Wednesday, January 05, 2011

Roger Milliken Avenges Tax on Grandfather's Estate

In 1916, when the federal estate tax was new, Seth Milliken, a co-founder of Milliken & Co., sought to reduce his estate by giving shares of the company to his children. He died in 1920. The IRS insisted the shares were taxable, as gifts in contemplation of death.

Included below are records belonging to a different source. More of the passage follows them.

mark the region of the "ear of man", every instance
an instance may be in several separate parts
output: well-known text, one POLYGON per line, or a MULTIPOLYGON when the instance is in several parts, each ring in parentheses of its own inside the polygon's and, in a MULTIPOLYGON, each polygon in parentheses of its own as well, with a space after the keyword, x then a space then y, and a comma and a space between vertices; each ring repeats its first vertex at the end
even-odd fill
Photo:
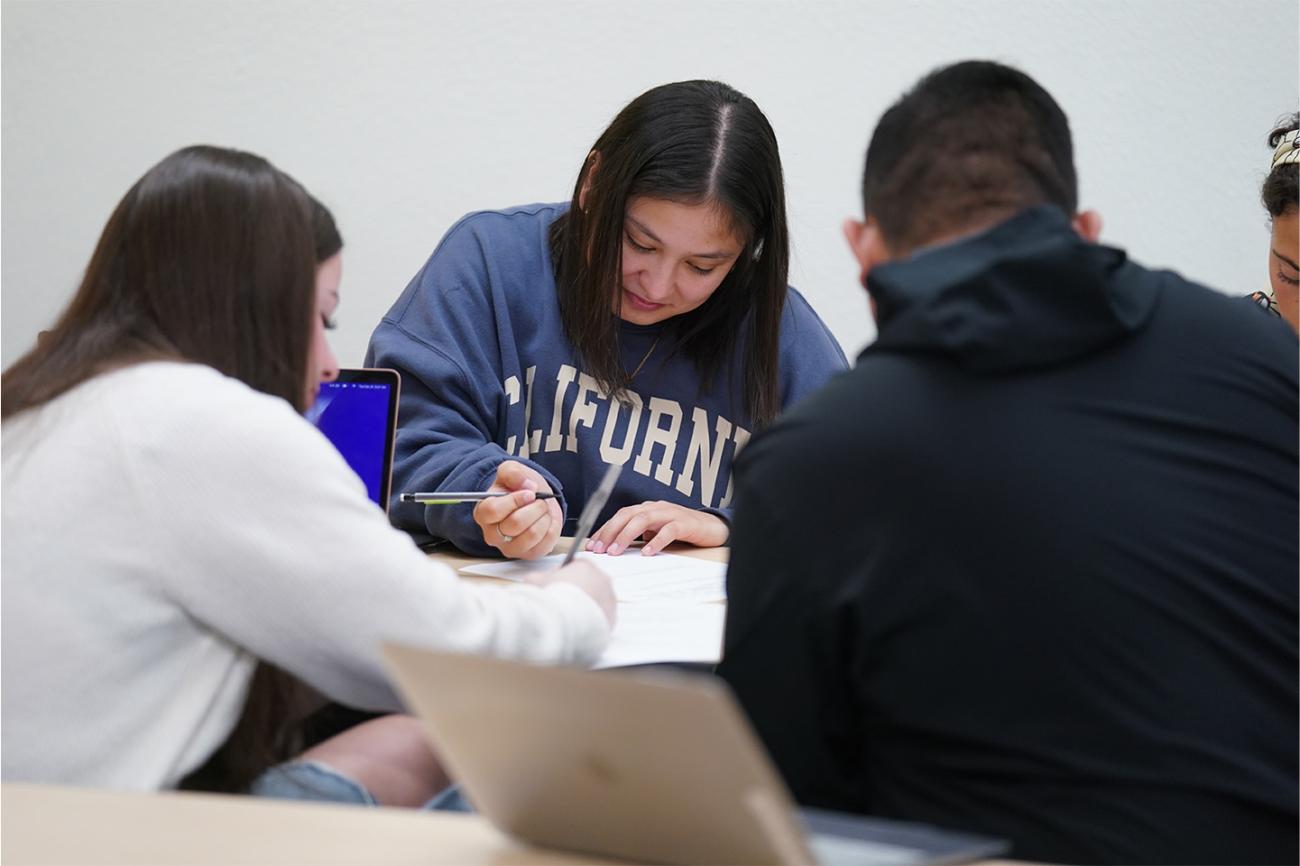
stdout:
POLYGON ((1070 222, 1079 237, 1088 243, 1095 244, 1101 239, 1101 214, 1095 210, 1079 211, 1070 222))
MULTIPOLYGON (((880 234, 880 226, 876 218, 869 216, 865 221, 859 222, 855 219, 846 219, 844 221, 844 239, 849 242, 849 250, 853 257, 858 260, 860 268, 858 282, 862 288, 867 287, 867 274, 876 265, 887 262, 892 258, 889 245, 885 243, 884 237, 880 234)), ((876 315, 876 299, 867 293, 867 302, 871 305, 871 318, 879 318, 876 315)))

The legal battle lasted until 1931, when the Supreme Court ruled that the gifts were indeed subject to estate tax.

Last week, Bloomberg reports, Seth's 95-year-old grandson evened the score:

Textile tycoon Roger Milliken ducked the taxman upon his death almost a century after his grandfather lost a landmark legal fight with the U.S. government over sheltering a fortune from the estate tax.

The 95-year-old Milliken, chairman of Milliken & Co., one of the world’s largest closely held textile, chemical, and floor-covering manufacturers, died in a Spartanburg, South Carolina, hospice on Dec. 30, less than 48 hours before a temporarily lapsed federal tax on multimillion-dollar estates was to be reinstated.

Milliken’s fortune now will pass to his heirs with no estate tax.

“The timing of his death surely benefited his heirs and the company,” said Jock Nash, Milliken’s Washington lobbyist on trade issues for 25 years. “His timing was impeccable.”